Der Drogenbeauftragte der Bundesregierung, Hendrik Streeck, hat die Sinnhaftigkeit sehr teurer Arzneien für Hochbetagte hinterfragt. Dafür erntet er deutliche Kritik.

Die Deutsche Stiftung Patientenschutz hat den Vorschlag des Suchtbeauftragten Hendrik Streeck (CDU) zur Arzneivergabe bei Hochbetagten brüsk zurückgewiesen. "Jeder hat den gesetzlichen Anspruch auf eine bestmögliche Medikamentenversorgung. Ob das eine maximale oder palliative Therapie ist, hängt dabei sowohl vom Angebot als auch dem Willen des Patienten ab. Kosten und Alter dürfen keine Ausschlusskriterien sein", sagte der Vorstand der Deutschen Stiftung Patientenschutz, Eugen Brysch, am Donnerstag der Katholischen Nachrichten-Agentur (KNA) in Berlin. Anstatt sozialen Unfrieden zu stiften, solle sich der Beauftragte auf seine Kernaufgaben der Drogenbekämpfung konzentrieren, fügte Brysch hinzu.

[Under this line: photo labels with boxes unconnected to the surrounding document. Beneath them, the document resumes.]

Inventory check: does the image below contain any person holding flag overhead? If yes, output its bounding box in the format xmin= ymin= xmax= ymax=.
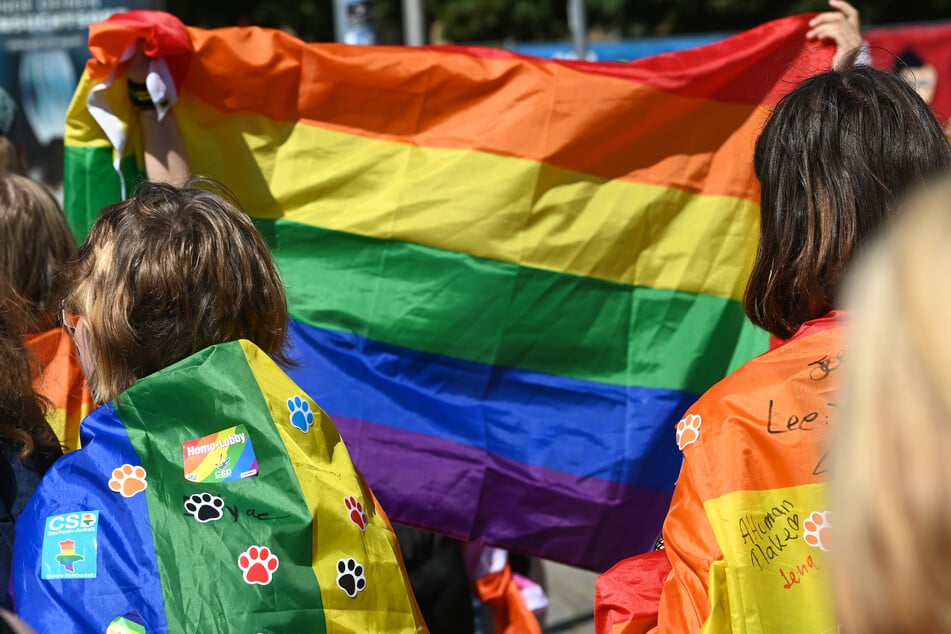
xmin=598 ymin=48 xmax=951 ymax=634
xmin=13 ymin=179 xmax=426 ymax=634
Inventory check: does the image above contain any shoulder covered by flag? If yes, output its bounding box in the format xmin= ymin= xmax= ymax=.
xmin=65 ymin=12 xmax=832 ymax=570
xmin=14 ymin=341 xmax=425 ymax=633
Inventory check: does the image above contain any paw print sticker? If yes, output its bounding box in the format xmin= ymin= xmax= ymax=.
xmin=677 ymin=414 xmax=703 ymax=451
xmin=343 ymin=495 xmax=367 ymax=531
xmin=802 ymin=511 xmax=832 ymax=552
xmin=109 ymin=464 xmax=149 ymax=498
xmin=287 ymin=396 xmax=314 ymax=434
xmin=337 ymin=559 xmax=367 ymax=599
xmin=238 ymin=546 xmax=280 ymax=586
xmin=185 ymin=493 xmax=225 ymax=524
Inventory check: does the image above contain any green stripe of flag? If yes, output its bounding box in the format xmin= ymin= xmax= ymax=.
xmin=259 ymin=221 xmax=766 ymax=393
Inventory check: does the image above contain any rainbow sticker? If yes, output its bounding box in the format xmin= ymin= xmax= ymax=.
xmin=182 ymin=425 xmax=258 ymax=482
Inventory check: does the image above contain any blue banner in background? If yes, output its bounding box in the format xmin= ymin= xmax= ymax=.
xmin=506 ymin=33 xmax=732 ymax=62
xmin=0 ymin=0 xmax=154 ymax=193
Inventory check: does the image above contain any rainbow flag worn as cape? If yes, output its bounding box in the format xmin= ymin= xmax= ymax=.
xmin=65 ymin=12 xmax=832 ymax=569
xmin=13 ymin=341 xmax=425 ymax=634
xmin=23 ymin=328 xmax=95 ymax=451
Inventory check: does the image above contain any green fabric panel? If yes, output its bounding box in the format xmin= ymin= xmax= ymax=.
xmin=116 ymin=343 xmax=326 ymax=632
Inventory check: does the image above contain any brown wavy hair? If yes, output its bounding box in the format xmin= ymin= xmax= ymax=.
xmin=0 ymin=294 xmax=62 ymax=466
xmin=67 ymin=178 xmax=289 ymax=402
xmin=743 ymin=66 xmax=951 ymax=339
xmin=0 ymin=174 xmax=76 ymax=334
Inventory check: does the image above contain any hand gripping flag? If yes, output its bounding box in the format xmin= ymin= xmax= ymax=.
xmin=13 ymin=341 xmax=425 ymax=634
xmin=65 ymin=12 xmax=832 ymax=570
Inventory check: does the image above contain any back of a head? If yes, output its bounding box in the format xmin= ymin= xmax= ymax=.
xmin=744 ymin=66 xmax=951 ymax=339
xmin=0 ymin=174 xmax=76 ymax=334
xmin=832 ymin=182 xmax=951 ymax=633
xmin=0 ymin=294 xmax=59 ymax=472
xmin=69 ymin=180 xmax=287 ymax=402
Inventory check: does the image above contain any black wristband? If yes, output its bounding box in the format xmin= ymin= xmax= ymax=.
xmin=129 ymin=79 xmax=155 ymax=110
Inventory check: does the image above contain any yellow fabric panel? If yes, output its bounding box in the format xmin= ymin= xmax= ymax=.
xmin=241 ymin=341 xmax=425 ymax=634
xmin=703 ymin=484 xmax=838 ymax=634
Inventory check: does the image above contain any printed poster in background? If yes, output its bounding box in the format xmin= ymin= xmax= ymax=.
xmin=0 ymin=0 xmax=159 ymax=192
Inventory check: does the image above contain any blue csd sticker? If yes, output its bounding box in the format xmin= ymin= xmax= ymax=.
xmin=41 ymin=511 xmax=99 ymax=579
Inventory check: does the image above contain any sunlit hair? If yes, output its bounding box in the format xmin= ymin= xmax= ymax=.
xmin=743 ymin=66 xmax=951 ymax=339
xmin=0 ymin=174 xmax=76 ymax=334
xmin=0 ymin=294 xmax=60 ymax=466
xmin=831 ymin=183 xmax=951 ymax=633
xmin=68 ymin=179 xmax=287 ymax=402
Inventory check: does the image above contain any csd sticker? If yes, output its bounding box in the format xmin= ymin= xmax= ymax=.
xmin=46 ymin=511 xmax=99 ymax=531
xmin=40 ymin=511 xmax=99 ymax=579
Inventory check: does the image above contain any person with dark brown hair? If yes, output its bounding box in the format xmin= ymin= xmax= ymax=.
xmin=0 ymin=173 xmax=93 ymax=449
xmin=600 ymin=61 xmax=951 ymax=634
xmin=0 ymin=295 xmax=62 ymax=597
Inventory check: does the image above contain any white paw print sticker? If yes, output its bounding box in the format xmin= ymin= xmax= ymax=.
xmin=802 ymin=511 xmax=832 ymax=552
xmin=287 ymin=396 xmax=314 ymax=434
xmin=677 ymin=414 xmax=703 ymax=451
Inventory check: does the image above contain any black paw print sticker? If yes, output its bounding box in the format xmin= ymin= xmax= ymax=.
xmin=337 ymin=559 xmax=367 ymax=599
xmin=185 ymin=493 xmax=225 ymax=524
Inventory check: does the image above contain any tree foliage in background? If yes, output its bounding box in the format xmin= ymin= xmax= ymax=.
xmin=166 ymin=0 xmax=951 ymax=44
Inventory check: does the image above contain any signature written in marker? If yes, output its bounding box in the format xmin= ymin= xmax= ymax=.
xmin=809 ymin=350 xmax=845 ymax=381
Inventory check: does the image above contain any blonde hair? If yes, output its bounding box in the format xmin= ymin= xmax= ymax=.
xmin=832 ymin=182 xmax=951 ymax=632
xmin=68 ymin=179 xmax=288 ymax=402
xmin=0 ymin=173 xmax=76 ymax=334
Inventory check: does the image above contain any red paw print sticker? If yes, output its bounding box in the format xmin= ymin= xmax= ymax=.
xmin=802 ymin=511 xmax=832 ymax=552
xmin=343 ymin=495 xmax=367 ymax=531
xmin=677 ymin=414 xmax=703 ymax=451
xmin=238 ymin=546 xmax=279 ymax=586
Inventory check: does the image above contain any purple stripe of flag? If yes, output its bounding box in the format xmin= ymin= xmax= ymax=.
xmin=333 ymin=416 xmax=670 ymax=571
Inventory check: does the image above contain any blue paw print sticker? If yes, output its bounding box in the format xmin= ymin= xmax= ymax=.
xmin=287 ymin=396 xmax=314 ymax=434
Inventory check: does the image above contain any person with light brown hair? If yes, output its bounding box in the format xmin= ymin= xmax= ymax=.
xmin=13 ymin=178 xmax=426 ymax=634
xmin=831 ymin=181 xmax=951 ymax=634
xmin=600 ymin=66 xmax=951 ymax=634
xmin=66 ymin=179 xmax=288 ymax=403
xmin=0 ymin=173 xmax=76 ymax=334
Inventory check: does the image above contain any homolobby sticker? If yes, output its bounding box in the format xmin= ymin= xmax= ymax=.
xmin=41 ymin=511 xmax=99 ymax=579
xmin=182 ymin=425 xmax=258 ymax=482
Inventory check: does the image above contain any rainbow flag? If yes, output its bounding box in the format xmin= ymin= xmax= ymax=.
xmin=59 ymin=12 xmax=832 ymax=570
xmin=23 ymin=328 xmax=95 ymax=451
xmin=13 ymin=341 xmax=425 ymax=634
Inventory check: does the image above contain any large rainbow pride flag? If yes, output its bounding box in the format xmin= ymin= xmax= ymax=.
xmin=65 ymin=12 xmax=832 ymax=570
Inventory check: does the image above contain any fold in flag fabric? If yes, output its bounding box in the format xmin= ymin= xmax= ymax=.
xmin=24 ymin=328 xmax=95 ymax=451
xmin=65 ymin=12 xmax=832 ymax=570
xmin=13 ymin=341 xmax=425 ymax=634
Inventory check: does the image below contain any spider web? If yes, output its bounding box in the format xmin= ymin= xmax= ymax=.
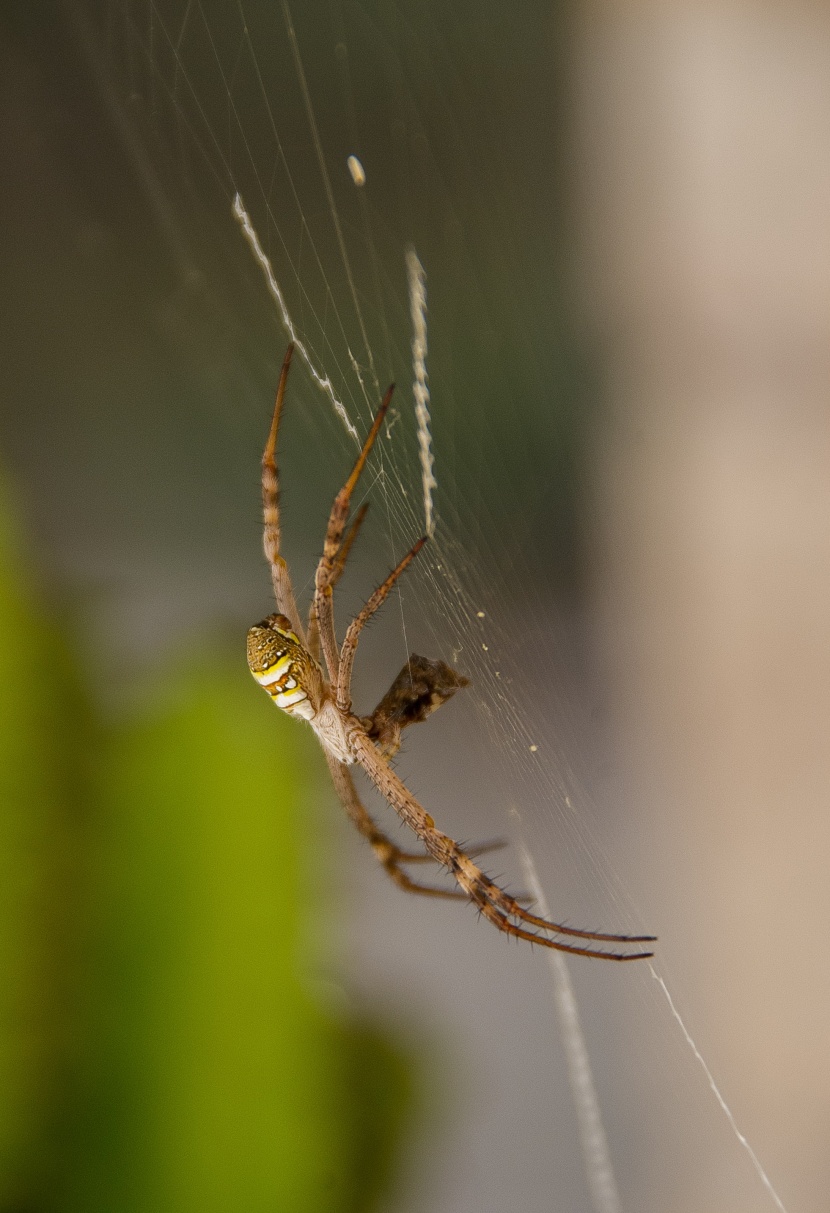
xmin=56 ymin=0 xmax=796 ymax=1213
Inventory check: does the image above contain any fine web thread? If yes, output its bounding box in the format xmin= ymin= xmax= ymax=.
xmin=232 ymin=194 xmax=360 ymax=442
xmin=512 ymin=839 xmax=623 ymax=1213
xmin=648 ymin=964 xmax=786 ymax=1213
xmin=407 ymin=247 xmax=438 ymax=539
xmin=108 ymin=0 xmax=784 ymax=1213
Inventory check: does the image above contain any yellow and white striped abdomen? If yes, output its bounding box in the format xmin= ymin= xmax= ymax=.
xmin=248 ymin=615 xmax=319 ymax=721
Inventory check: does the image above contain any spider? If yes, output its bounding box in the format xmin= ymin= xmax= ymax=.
xmin=248 ymin=344 xmax=655 ymax=961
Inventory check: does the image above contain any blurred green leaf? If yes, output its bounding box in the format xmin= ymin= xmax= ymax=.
xmin=0 ymin=482 xmax=409 ymax=1213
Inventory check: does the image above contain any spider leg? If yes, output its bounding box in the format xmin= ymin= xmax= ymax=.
xmin=325 ymin=753 xmax=468 ymax=901
xmin=349 ymin=728 xmax=654 ymax=961
xmin=262 ymin=342 xmax=305 ymax=644
xmin=306 ymin=501 xmax=369 ymax=661
xmin=337 ymin=536 xmax=426 ymax=712
xmin=314 ymin=383 xmax=394 ymax=683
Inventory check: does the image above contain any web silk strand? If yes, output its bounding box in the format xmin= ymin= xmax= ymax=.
xmin=649 ymin=964 xmax=786 ymax=1213
xmin=519 ymin=843 xmax=623 ymax=1213
xmin=407 ymin=249 xmax=438 ymax=537
xmin=233 ymin=186 xmax=360 ymax=443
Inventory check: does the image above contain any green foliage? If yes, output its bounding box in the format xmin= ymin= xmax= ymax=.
xmin=0 ymin=482 xmax=409 ymax=1213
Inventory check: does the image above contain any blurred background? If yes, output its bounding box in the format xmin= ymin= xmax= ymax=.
xmin=0 ymin=0 xmax=830 ymax=1213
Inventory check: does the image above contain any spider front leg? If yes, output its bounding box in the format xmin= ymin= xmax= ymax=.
xmin=325 ymin=752 xmax=473 ymax=901
xmin=306 ymin=501 xmax=369 ymax=661
xmin=349 ymin=722 xmax=654 ymax=961
xmin=262 ymin=342 xmax=305 ymax=643
xmin=314 ymin=383 xmax=394 ymax=683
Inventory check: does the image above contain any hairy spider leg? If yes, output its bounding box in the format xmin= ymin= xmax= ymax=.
xmin=337 ymin=535 xmax=426 ymax=712
xmin=262 ymin=342 xmax=305 ymax=644
xmin=325 ymin=753 xmax=470 ymax=901
xmin=314 ymin=383 xmax=394 ymax=683
xmin=349 ymin=731 xmax=654 ymax=961
xmin=306 ymin=501 xmax=369 ymax=661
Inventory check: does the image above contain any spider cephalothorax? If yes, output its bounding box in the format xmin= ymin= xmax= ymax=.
xmin=248 ymin=346 xmax=654 ymax=961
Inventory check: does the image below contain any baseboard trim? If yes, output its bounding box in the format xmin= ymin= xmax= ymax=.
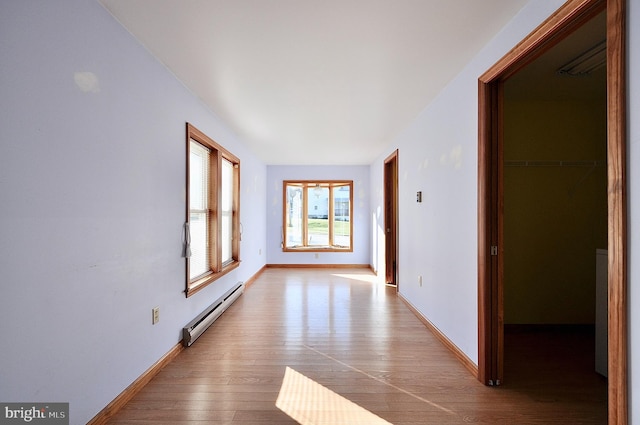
xmin=265 ymin=264 xmax=371 ymax=269
xmin=398 ymin=293 xmax=478 ymax=379
xmin=87 ymin=342 xmax=184 ymax=425
xmin=244 ymin=265 xmax=267 ymax=289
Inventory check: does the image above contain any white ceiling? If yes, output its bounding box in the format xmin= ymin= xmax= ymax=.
xmin=99 ymin=0 xmax=527 ymax=165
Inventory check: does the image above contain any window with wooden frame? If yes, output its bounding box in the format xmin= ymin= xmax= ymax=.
xmin=282 ymin=180 xmax=353 ymax=252
xmin=185 ymin=123 xmax=240 ymax=296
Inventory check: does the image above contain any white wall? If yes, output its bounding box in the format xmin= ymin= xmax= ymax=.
xmin=370 ymin=0 xmax=562 ymax=362
xmin=0 ymin=0 xmax=266 ymax=424
xmin=370 ymin=0 xmax=640 ymax=424
xmin=267 ymin=165 xmax=370 ymax=265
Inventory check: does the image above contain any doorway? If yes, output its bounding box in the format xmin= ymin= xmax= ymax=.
xmin=384 ymin=150 xmax=398 ymax=289
xmin=478 ymin=0 xmax=628 ymax=424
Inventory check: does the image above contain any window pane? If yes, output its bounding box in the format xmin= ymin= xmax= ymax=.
xmin=189 ymin=140 xmax=210 ymax=279
xmin=189 ymin=141 xmax=209 ymax=211
xmin=189 ymin=212 xmax=210 ymax=279
xmin=333 ymin=186 xmax=351 ymax=248
xmin=220 ymin=159 xmax=233 ymax=264
xmin=307 ymin=186 xmax=329 ymax=246
xmin=285 ymin=186 xmax=302 ymax=248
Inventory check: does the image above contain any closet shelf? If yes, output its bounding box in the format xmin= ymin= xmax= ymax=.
xmin=504 ymin=160 xmax=607 ymax=167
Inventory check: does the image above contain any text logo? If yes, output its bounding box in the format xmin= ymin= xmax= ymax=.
xmin=0 ymin=403 xmax=69 ymax=425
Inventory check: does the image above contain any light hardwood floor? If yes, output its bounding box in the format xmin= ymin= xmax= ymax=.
xmin=109 ymin=269 xmax=607 ymax=425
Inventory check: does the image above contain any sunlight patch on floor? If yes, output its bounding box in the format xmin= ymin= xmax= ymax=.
xmin=276 ymin=367 xmax=390 ymax=425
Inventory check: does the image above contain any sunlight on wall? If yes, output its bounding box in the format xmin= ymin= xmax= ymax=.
xmin=276 ymin=367 xmax=390 ymax=425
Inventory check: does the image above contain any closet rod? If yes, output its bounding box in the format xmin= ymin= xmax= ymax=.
xmin=504 ymin=160 xmax=606 ymax=167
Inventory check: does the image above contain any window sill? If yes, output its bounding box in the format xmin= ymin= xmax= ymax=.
xmin=185 ymin=261 xmax=240 ymax=298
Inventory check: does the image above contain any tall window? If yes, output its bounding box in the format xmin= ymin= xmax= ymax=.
xmin=282 ymin=180 xmax=353 ymax=252
xmin=186 ymin=123 xmax=240 ymax=296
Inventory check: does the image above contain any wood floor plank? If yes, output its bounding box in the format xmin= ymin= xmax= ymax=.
xmin=109 ymin=268 xmax=607 ymax=425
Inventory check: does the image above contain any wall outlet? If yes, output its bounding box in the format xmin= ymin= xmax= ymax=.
xmin=151 ymin=307 xmax=160 ymax=325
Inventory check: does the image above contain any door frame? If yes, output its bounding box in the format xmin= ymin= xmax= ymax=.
xmin=384 ymin=149 xmax=398 ymax=290
xmin=478 ymin=0 xmax=628 ymax=425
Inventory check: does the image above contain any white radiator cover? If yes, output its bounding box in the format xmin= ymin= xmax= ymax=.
xmin=182 ymin=282 xmax=244 ymax=347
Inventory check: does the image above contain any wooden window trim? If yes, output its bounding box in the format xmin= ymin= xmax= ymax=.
xmin=282 ymin=180 xmax=354 ymax=252
xmin=185 ymin=123 xmax=240 ymax=297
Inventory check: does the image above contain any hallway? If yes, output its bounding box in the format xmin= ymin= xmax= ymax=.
xmin=109 ymin=269 xmax=607 ymax=425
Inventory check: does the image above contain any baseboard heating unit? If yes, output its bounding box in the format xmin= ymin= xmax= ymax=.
xmin=182 ymin=282 xmax=244 ymax=347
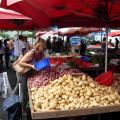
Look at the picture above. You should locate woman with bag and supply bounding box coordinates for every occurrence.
[13,38,46,111]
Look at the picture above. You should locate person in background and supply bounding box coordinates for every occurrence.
[23,36,30,54]
[0,40,4,72]
[115,38,119,50]
[14,35,25,60]
[101,38,106,52]
[46,36,52,53]
[56,37,63,53]
[80,40,87,56]
[108,39,114,47]
[52,36,57,53]
[13,38,46,112]
[4,38,10,68]
[65,37,72,53]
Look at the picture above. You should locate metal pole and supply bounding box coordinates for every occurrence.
[105,27,108,72]
[101,28,102,43]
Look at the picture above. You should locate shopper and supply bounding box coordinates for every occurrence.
[52,36,57,53]
[14,35,25,60]
[13,39,46,111]
[46,36,52,53]
[115,38,119,50]
[4,38,10,68]
[80,40,87,56]
[101,38,106,52]
[23,36,30,54]
[65,37,72,53]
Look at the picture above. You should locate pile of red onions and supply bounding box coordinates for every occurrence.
[28,68,82,88]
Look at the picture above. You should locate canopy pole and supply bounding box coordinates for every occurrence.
[101,28,103,44]
[105,26,108,72]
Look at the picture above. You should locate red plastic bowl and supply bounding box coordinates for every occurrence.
[95,71,113,86]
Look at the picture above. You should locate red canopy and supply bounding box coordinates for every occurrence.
[108,31,120,37]
[4,0,120,27]
[53,27,100,36]
[0,8,37,30]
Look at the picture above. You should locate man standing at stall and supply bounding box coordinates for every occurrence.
[14,35,26,60]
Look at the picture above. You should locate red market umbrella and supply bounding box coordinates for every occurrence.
[35,27,100,37]
[4,0,120,27]
[53,27,100,36]
[7,0,120,71]
[108,31,120,37]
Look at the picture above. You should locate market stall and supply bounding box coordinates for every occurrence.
[28,68,120,119]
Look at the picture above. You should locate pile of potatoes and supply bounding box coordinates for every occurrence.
[31,74,120,112]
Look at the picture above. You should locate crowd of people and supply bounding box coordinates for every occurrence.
[0,35,30,70]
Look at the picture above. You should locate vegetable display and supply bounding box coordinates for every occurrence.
[30,73,120,112]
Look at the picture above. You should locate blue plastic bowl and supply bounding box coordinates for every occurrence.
[34,58,50,71]
[80,56,90,62]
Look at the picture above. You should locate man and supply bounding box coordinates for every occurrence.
[14,35,26,59]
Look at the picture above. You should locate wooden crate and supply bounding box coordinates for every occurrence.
[28,83,120,119]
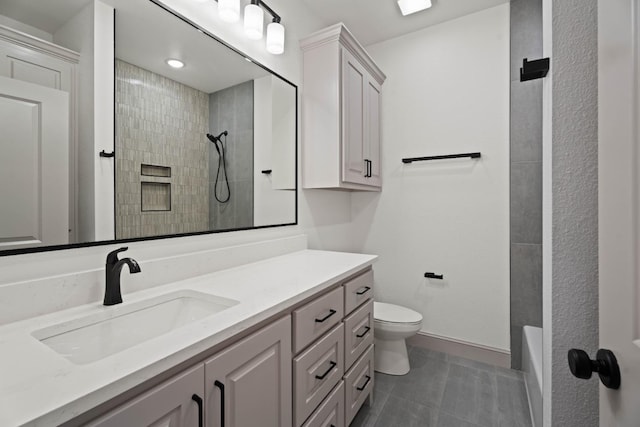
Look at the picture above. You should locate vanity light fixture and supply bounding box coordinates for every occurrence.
[244,0,264,40]
[218,0,240,22]
[167,58,184,68]
[267,21,284,55]
[216,0,284,55]
[398,0,431,16]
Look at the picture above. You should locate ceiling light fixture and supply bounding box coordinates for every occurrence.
[167,58,184,68]
[398,0,431,16]
[218,0,240,22]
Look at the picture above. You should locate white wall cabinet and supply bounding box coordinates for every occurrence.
[301,24,386,191]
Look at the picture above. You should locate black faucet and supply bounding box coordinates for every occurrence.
[104,247,140,305]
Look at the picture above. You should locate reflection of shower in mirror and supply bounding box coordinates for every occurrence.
[207,130,231,203]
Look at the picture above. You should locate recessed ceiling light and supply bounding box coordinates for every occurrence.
[167,59,184,68]
[398,0,431,16]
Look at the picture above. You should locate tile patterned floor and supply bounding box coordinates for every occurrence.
[351,347,531,427]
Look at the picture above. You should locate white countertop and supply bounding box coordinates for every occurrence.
[0,250,376,427]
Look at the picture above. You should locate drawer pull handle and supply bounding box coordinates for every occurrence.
[213,380,224,427]
[356,375,371,391]
[316,361,337,380]
[356,326,371,338]
[316,309,336,323]
[356,286,371,295]
[191,394,204,427]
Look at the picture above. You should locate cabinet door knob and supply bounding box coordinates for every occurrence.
[213,380,224,427]
[315,309,336,323]
[191,394,204,427]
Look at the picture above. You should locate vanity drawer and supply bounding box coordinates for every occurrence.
[343,269,373,314]
[344,300,373,370]
[293,324,344,426]
[293,288,344,353]
[302,381,344,427]
[344,345,373,425]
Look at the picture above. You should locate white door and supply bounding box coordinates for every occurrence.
[591,0,640,427]
[0,76,69,250]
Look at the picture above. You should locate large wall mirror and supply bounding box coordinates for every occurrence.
[0,0,297,255]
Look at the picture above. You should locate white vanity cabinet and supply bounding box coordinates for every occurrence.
[205,316,292,427]
[88,364,204,427]
[89,316,292,427]
[301,24,386,191]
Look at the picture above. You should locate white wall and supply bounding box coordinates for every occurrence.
[352,4,509,351]
[0,0,355,305]
[53,0,115,242]
[253,75,296,226]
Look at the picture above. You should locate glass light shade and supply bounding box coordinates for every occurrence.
[398,0,431,16]
[244,4,264,40]
[218,0,240,22]
[267,22,284,55]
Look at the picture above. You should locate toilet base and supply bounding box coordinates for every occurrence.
[374,338,409,375]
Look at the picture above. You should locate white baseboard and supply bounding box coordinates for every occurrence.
[407,332,511,368]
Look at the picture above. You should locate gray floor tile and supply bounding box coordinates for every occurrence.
[496,375,531,427]
[375,396,437,427]
[437,411,477,427]
[496,366,524,387]
[440,364,498,427]
[392,359,449,406]
[373,372,399,393]
[449,356,496,374]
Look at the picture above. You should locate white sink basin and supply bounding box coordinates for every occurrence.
[32,291,238,365]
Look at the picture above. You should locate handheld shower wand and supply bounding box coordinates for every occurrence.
[207,130,231,203]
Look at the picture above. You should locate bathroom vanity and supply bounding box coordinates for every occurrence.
[0,250,376,427]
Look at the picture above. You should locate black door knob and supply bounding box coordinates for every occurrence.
[567,348,620,390]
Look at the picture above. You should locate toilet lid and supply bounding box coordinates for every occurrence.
[373,301,422,323]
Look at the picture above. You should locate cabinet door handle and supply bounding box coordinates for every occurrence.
[356,286,371,295]
[213,380,224,427]
[316,360,337,380]
[356,326,371,338]
[315,309,336,323]
[356,375,371,391]
[191,394,204,427]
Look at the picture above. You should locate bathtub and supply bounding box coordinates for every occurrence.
[522,326,542,427]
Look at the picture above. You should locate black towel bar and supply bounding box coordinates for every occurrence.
[402,152,482,163]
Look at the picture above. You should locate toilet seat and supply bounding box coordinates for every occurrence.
[373,301,422,325]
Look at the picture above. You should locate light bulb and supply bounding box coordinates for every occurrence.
[398,0,431,16]
[167,58,184,68]
[244,4,264,40]
[218,0,240,22]
[267,22,284,55]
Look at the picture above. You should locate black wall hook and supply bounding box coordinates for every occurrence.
[520,58,551,82]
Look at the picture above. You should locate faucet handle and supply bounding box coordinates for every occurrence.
[107,246,129,265]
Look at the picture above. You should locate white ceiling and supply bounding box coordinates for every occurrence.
[0,0,267,93]
[0,0,90,34]
[301,0,509,46]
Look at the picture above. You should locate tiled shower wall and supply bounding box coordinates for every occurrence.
[511,0,542,369]
[116,60,209,239]
[209,80,253,230]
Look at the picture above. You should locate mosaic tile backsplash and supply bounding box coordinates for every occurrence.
[116,60,210,239]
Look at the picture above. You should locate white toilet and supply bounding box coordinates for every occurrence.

Streeck hatte in der Talksendung "Meinungsfreiheit" des Senders Welt TV hinterfragt, ob sehr alte Menschen sehr teure Medikamente erhalten sollten. Es brauche in der medizinischen Selbstverwaltung klarere Richtlinien bei der Vergabe von Medikamenten mit Blick auf allgemeine Gesundheitskosten. "Es gibt einfach Phasen im Leben, wo man bestimmte Medikamente auch nicht mehr einfach so benutzen sollte", so Streek. Dabei verwies der Mediziner beispielhaft auf eine teure Krebstherapie bei einer 100-Jährigen und auf Erfahrungen, die er in der letzten Lebensphase seines Vaters gemacht habe.